Florida kicks off domestic production by commencing shipments in mid- to late March in its south and central growing regions before north Florida begins in mid-April, with Georgia’s first production usually starting in late April.
The region is growing in importance with retailers.
While California produces berries in April and May, the Golden State’s production doesn’t really peak until May 20 to June 20 and are shipped primarily to West Coast retailers, said Brian Bocock, the Grand Junction, Mich.-based vice president of product management for Naturipe Farms LLC, Salinas, Calif.
“The Southeast is critical,” Bocock said. “It absolutely hits a window that is needed to supply the customer base when Chile winds down in March. The Southeast fills a very needed role in filling the blueberry supply line in filling a 52-week continual supply.”
In general, this season’s southeastern production appears to be strong, he said.
The region is also growing in production.
Responsible for about half of the continent’s total and fresh fruit production, the western region, which includes all of the West Coast and blueberry behemoth British Columbia, is North America’s largest blueberry producing region.
The second-largest production region, the South, is seeing increased plantings, particularly in Georgia, and is generally responsible for producing 23% of the crop’s total and fresh production, according to the U.S. Highbush Blueberry Council.
“We are seeing more production out of the two regions,” said Mark Villata, executive director of the Folsom, Calif.-based organization. “They’re definitely on the rise. There is a lot of new acreage that was planted two to three years ago that’s starting to get into full bearing mode, so we are seeing increases in the West and in the South.”
Last season, Florida produced 21.5 million pounds, a 14% increase from 2012, with almost all production going fresh.
This year, Florida expects to harvest up to 25 million pounds, said Bill Braswell, owner of the Auburndale, Fla.-based Polkdale Farms and Juliana Plantation and farm manager of Bartow, Fla.-based Clear Springs Packing LLC.
Florida should be in a good position to fill demand created by dwindling offshore production by the time Florida ramps up volume, he said.
That void should provide Florida berries a favorable window, Braswell said.
“The blueberries look really good and we have had nothing negative happen to the crop so far,” Braswell said in mid-February. “Everything looks good at this point.”
Braswell said he expects Florida production to peak during the second and third weeks of April, just as Georgia’s southern highbush crop ramps up.
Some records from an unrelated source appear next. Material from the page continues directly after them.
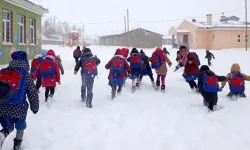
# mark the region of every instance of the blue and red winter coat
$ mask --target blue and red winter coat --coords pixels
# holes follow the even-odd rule
[[[37,113],[39,110],[39,97],[34,85],[33,79],[29,72],[29,62],[23,60],[12,60],[9,63],[8,68],[17,69],[21,68],[27,71],[25,80],[25,92],[28,97],[29,103],[26,100],[26,96],[23,98],[20,104],[1,104],[0,105],[0,116],[11,117],[15,119],[26,120],[27,111],[30,104],[30,109],[33,113]]]
[[[124,73],[122,74],[114,74],[111,71],[109,72],[108,79],[111,78],[120,78],[122,80],[125,80],[126,74],[130,73],[131,69],[129,67],[129,64],[127,63],[126,59],[122,55],[115,55],[106,65],[106,69],[110,69],[112,66],[112,63],[115,61],[115,59],[123,59],[124,60]]]
[[[187,62],[185,65],[184,73],[189,75],[198,75],[199,74],[199,65],[196,59],[196,56],[193,53],[187,55]]]
[[[58,62],[56,61],[55,57],[56,57],[55,52],[53,50],[49,50],[46,58],[43,60],[46,61],[49,59],[53,61],[55,75],[52,77],[42,77],[42,87],[56,87],[56,82],[60,83],[60,70]],[[39,77],[40,71],[41,71],[41,65],[39,64],[34,73],[35,79]]]

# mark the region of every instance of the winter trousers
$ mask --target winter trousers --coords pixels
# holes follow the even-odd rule
[[[211,59],[207,59],[207,63],[208,63],[208,66],[211,66],[212,65]]]
[[[93,84],[94,84],[94,78],[82,74],[81,97],[83,100],[86,99],[86,104],[89,106],[92,105]],[[87,94],[86,94],[86,90],[87,90]]]
[[[79,58],[75,58],[75,62],[76,62],[76,64],[78,63],[78,61],[79,61]]]
[[[140,81],[142,81],[142,78],[143,78],[143,75],[140,76]],[[149,75],[149,78],[150,78],[151,82],[155,82],[153,75]]]
[[[165,85],[165,78],[166,76],[165,75],[157,75],[157,81],[160,81],[161,80],[161,85]]]
[[[3,131],[10,134],[14,130],[14,126],[17,130],[16,139],[22,140],[24,129],[26,129],[26,121],[21,119],[15,119],[11,117],[0,117],[1,126],[3,127]],[[7,135],[8,135],[7,134]]]
[[[117,89],[117,87],[118,87],[118,89]],[[112,88],[112,91],[111,91],[112,98],[115,98],[116,90],[117,90],[118,93],[120,93],[122,91],[122,85],[111,86],[111,88]]]
[[[187,82],[188,82],[191,89],[197,89],[198,88],[197,84],[196,84],[196,82],[194,80],[193,81],[187,81]]]
[[[136,82],[135,82],[136,80]],[[139,86],[140,84],[140,77],[136,78],[136,79],[132,79],[132,87],[135,87],[135,86]]]
[[[46,87],[45,88],[45,101],[48,101],[49,96],[53,97],[55,94],[55,87]]]
[[[36,80],[36,89],[37,89],[37,91],[39,91],[41,86],[42,86],[42,78],[38,77],[37,80]]]

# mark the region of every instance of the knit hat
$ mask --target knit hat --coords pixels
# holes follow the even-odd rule
[[[24,60],[28,61],[28,56],[25,51],[15,51],[11,54],[13,60]]]
[[[115,55],[122,55],[122,51],[120,48],[118,48],[116,51],[115,51]]]
[[[47,53],[48,56],[53,56],[54,58],[56,58],[56,54],[54,52],[54,50],[50,49]]]
[[[91,50],[90,50],[89,48],[85,48],[85,49],[83,50],[83,53],[91,53]]]

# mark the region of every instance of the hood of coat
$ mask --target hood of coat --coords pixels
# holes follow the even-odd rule
[[[241,72],[239,64],[233,64],[231,67],[231,72]]]

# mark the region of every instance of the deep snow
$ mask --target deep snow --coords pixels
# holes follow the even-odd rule
[[[208,113],[200,95],[192,92],[183,80],[182,70],[173,72],[176,50],[169,49],[173,66],[166,78],[166,93],[152,89],[144,77],[141,89],[131,94],[127,81],[121,96],[110,100],[108,70],[104,66],[116,47],[91,46],[101,59],[99,76],[94,83],[92,109],[80,100],[80,75],[74,75],[73,49],[43,46],[61,55],[65,68],[62,84],[56,88],[51,107],[40,94],[40,111],[29,112],[24,150],[249,150],[250,99],[230,101],[228,86],[219,93],[218,104],[224,108]],[[152,50],[144,50],[150,55]],[[232,63],[240,63],[242,72],[250,74],[250,52],[243,50],[212,51],[216,59],[211,67],[226,75]],[[205,51],[197,51],[206,64]],[[246,84],[249,95],[250,84]],[[15,132],[14,132],[15,133]],[[11,149],[15,134],[4,143]]]

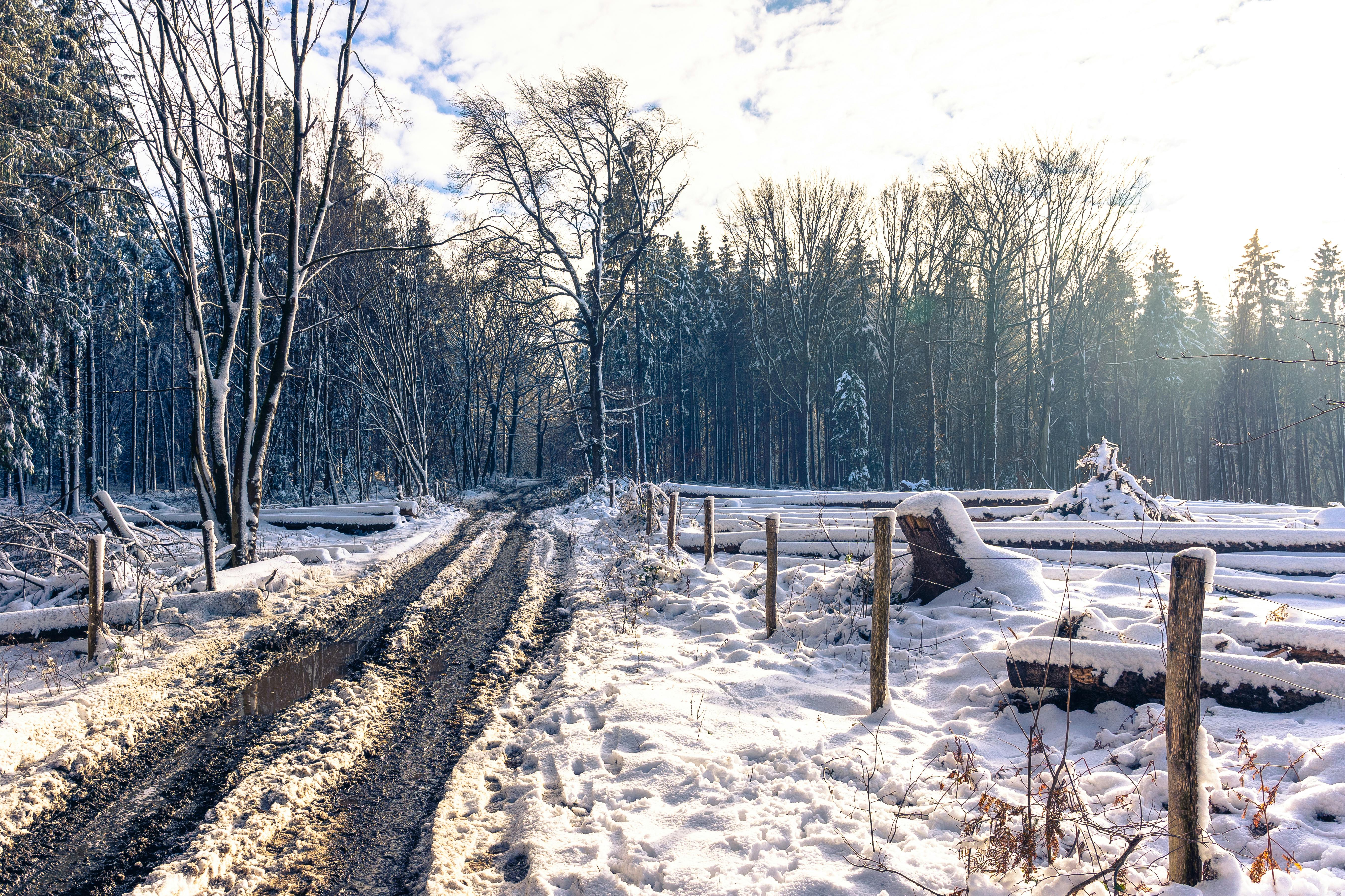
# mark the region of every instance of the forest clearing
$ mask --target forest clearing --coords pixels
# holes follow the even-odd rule
[[[1345,893],[1342,30],[0,0],[0,896]]]

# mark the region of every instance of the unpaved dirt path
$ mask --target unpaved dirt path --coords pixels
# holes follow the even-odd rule
[[[282,704],[303,699],[339,674],[358,672],[387,627],[479,532],[483,516],[416,567],[377,606],[363,607],[320,643],[272,645],[238,657],[203,686],[230,699],[176,728],[137,743],[122,762],[85,780],[65,811],[35,826],[0,856],[0,893],[104,895],[128,891],[180,846],[234,783],[247,748],[270,728]],[[280,649],[277,649],[280,647]]]
[[[515,520],[491,571],[434,619],[440,647],[421,657],[389,713],[379,746],[308,822],[270,845],[262,892],[394,895],[424,879],[428,837],[444,786],[484,716],[469,697],[498,678],[483,666],[508,625],[527,576],[527,537]],[[558,595],[547,598],[554,610]],[[564,625],[543,610],[530,653]],[[308,841],[297,849],[296,841]],[[525,869],[526,870],[526,869]]]

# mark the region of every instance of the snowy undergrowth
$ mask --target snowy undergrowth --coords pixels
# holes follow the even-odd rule
[[[137,740],[227,699],[199,678],[218,672],[234,652],[278,633],[323,630],[350,604],[390,588],[465,519],[465,512],[451,509],[406,527],[399,540],[387,539],[340,572],[308,571],[286,591],[269,592],[261,615],[183,619],[105,638],[97,666],[86,662],[78,642],[0,649],[5,670],[38,666],[27,673],[26,692],[7,695],[11,711],[0,719],[0,850],[59,811],[83,776],[116,762]]]
[[[893,607],[892,701],[870,715],[868,564],[781,572],[781,626],[764,639],[763,567],[721,555],[707,575],[604,504],[545,514],[577,545],[573,625],[453,772],[428,893],[1166,884],[1161,707],[1021,711],[1005,668],[1011,642],[1061,621],[1161,642],[1166,566],[1046,580],[1021,557],[997,574],[987,553],[967,586]],[[1229,619],[1313,619],[1303,603],[1220,596]],[[1202,888],[1345,892],[1340,701],[1289,715],[1202,705],[1220,875]]]

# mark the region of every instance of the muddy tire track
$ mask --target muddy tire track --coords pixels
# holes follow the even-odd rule
[[[63,810],[34,825],[0,856],[0,893],[104,896],[128,889],[196,827],[235,783],[234,771],[249,747],[270,729],[274,716],[239,712],[249,686],[256,693],[256,682],[277,664],[293,664],[328,643],[351,645],[347,661],[332,672],[356,672],[405,607],[472,543],[483,520],[476,514],[448,544],[401,572],[387,591],[351,604],[325,631],[269,638],[203,674],[202,686],[227,696],[85,776]]]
Some harsh cold weather struck Georgia production regions, said Teddy Koukoulis, director of blueberry operations for Wish Farms, Plant City, Fla.
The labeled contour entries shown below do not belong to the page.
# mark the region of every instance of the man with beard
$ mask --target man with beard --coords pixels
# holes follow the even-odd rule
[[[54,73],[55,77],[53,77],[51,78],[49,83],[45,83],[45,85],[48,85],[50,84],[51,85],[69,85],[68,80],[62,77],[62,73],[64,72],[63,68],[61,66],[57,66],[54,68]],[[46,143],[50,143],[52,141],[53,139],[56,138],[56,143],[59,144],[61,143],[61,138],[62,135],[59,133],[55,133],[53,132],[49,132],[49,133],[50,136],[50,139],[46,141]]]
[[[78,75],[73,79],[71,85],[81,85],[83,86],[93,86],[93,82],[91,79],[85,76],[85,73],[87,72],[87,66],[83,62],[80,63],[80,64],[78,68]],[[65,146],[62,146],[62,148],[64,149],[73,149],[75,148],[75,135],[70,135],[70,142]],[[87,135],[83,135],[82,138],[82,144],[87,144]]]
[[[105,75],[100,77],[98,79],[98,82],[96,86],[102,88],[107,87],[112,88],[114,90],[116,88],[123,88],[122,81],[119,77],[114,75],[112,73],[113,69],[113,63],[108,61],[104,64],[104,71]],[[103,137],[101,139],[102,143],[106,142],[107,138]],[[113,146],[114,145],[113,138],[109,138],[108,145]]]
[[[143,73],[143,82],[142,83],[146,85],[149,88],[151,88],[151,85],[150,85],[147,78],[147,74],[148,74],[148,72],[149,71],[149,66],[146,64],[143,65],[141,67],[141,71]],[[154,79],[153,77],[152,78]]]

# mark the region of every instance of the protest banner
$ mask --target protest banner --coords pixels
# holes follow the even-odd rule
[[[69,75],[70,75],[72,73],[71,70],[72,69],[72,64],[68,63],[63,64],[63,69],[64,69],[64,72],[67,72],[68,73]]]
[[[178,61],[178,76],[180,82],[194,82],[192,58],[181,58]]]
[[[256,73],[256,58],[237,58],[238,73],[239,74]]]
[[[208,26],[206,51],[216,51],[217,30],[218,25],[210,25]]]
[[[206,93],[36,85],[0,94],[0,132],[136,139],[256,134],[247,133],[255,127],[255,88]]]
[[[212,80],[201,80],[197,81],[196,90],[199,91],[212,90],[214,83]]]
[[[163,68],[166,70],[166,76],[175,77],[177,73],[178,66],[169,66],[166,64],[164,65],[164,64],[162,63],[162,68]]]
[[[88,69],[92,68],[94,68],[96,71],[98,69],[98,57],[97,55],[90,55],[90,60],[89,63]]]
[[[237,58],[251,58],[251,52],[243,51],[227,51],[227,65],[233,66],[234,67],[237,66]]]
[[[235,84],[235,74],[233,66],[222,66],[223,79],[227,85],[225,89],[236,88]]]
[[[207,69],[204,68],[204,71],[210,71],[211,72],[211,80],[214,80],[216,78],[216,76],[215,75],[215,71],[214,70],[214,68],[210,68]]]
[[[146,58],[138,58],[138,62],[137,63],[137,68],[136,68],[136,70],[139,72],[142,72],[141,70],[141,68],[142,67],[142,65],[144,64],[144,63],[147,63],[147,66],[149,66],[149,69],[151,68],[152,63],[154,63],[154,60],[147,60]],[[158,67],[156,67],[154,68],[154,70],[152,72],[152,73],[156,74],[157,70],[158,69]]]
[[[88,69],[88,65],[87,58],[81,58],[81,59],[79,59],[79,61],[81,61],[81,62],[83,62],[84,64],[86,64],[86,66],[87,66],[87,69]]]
“There was some ice and snow in some locations,” he said in mid-February. “There wasn’t any significant damage. The bushes weren’t at a stage where they were flowering or anything like that, which could really hurt them.”
North Carolina typically begins production in mid-May with production peaking around Memorial Day through June 10.
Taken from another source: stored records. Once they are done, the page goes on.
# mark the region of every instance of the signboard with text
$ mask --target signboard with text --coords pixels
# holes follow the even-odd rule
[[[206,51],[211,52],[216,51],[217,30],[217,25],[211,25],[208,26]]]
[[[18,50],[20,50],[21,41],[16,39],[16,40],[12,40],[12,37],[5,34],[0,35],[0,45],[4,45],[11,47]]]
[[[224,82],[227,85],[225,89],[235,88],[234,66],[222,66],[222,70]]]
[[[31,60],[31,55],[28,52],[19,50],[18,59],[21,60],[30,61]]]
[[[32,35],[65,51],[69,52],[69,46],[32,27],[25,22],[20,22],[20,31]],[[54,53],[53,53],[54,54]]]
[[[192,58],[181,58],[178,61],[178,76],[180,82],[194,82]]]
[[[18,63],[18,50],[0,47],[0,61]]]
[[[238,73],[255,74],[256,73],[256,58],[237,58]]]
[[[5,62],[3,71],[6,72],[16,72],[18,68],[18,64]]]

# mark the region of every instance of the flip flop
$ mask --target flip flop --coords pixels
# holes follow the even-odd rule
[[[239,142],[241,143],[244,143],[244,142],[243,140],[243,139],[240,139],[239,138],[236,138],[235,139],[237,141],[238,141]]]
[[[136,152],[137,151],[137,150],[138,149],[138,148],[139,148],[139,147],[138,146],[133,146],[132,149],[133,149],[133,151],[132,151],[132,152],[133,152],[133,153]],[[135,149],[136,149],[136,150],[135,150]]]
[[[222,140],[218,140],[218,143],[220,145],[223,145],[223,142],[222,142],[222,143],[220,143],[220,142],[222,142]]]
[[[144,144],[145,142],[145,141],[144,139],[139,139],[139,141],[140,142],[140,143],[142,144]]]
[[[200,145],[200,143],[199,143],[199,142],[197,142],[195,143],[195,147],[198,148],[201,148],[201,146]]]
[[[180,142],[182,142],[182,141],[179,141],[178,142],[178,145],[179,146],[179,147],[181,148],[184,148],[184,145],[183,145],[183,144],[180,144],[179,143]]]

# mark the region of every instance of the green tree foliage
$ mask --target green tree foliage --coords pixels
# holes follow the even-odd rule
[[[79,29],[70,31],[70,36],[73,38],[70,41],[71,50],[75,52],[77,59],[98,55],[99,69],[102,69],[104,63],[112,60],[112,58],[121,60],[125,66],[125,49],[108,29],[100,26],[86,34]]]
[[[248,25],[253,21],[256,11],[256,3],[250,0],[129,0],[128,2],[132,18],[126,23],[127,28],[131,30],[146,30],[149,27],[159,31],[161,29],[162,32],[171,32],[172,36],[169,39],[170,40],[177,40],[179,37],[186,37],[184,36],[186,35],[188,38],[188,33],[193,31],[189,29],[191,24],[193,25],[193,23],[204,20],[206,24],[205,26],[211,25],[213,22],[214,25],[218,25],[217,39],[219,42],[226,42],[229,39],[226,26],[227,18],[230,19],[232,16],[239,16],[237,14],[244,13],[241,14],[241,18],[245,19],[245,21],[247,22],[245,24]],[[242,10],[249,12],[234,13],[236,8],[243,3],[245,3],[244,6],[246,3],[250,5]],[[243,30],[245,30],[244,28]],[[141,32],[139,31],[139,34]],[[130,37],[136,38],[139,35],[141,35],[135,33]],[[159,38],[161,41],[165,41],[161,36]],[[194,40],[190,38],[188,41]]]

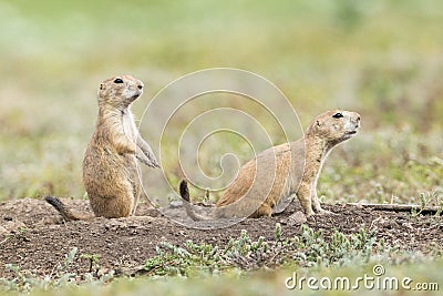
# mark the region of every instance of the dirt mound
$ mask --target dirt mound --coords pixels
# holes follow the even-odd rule
[[[90,211],[87,201],[63,202],[74,211]],[[350,234],[364,227],[375,229],[387,245],[423,253],[442,248],[439,245],[443,242],[440,216],[412,216],[404,212],[348,205],[324,205],[324,208],[337,215],[318,216],[306,224],[313,229],[323,229],[326,237],[334,229]],[[285,213],[271,218],[248,218],[228,228],[200,231],[176,224],[143,204],[138,207],[138,217],[63,223],[43,201],[24,198],[3,202],[0,204],[0,277],[11,277],[10,272],[3,268],[6,264],[19,265],[22,271],[34,275],[50,275],[73,247],[79,248],[79,254],[99,255],[102,267],[119,271],[143,265],[146,258],[156,255],[155,246],[159,242],[182,245],[192,239],[223,246],[230,238],[237,238],[241,229],[246,229],[253,239],[264,236],[271,241],[276,223],[281,224],[285,237],[291,237],[300,233],[300,222],[297,215],[292,215],[299,210],[291,205]],[[177,215],[184,212],[181,207],[174,211]],[[75,259],[73,268],[78,274],[86,273],[90,262]]]

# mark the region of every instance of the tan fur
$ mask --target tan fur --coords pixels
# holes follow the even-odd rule
[[[130,75],[114,76],[100,84],[96,127],[83,160],[83,183],[95,216],[133,215],[142,190],[137,160],[158,167],[131,112],[131,104],[143,93],[143,88],[142,81]],[[61,212],[65,207],[55,208]],[[72,214],[62,216],[76,220]]]
[[[303,139],[264,151],[246,163],[217,202],[214,216],[270,216],[276,204],[292,194],[297,194],[307,216],[324,213],[317,197],[321,167],[332,147],[353,136],[359,126],[356,112],[336,110],[318,115]],[[187,192],[185,185],[181,185],[183,193]],[[209,218],[185,205],[192,218]]]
Growers report acreage increasing, Bocock said.
Julie Woodcock, executive director of the North Carolina Blueberry Council Inc., in Atkinson, said the last official number the council has seen is more than 6,000 acres.
She said she knows of several farms that plan to start producing within 18 months.
At the beginning of the domestic blueberry season, the Southeast is a key part of the deal, said Stacy Spivey, North American berry program director for Alpine Fresh in Miami.
“There is a lot of high-quality fruit and nice volumes that come out of the Southeast,” he said. “The domestic season relies on the Southeast to get started on the right foot.”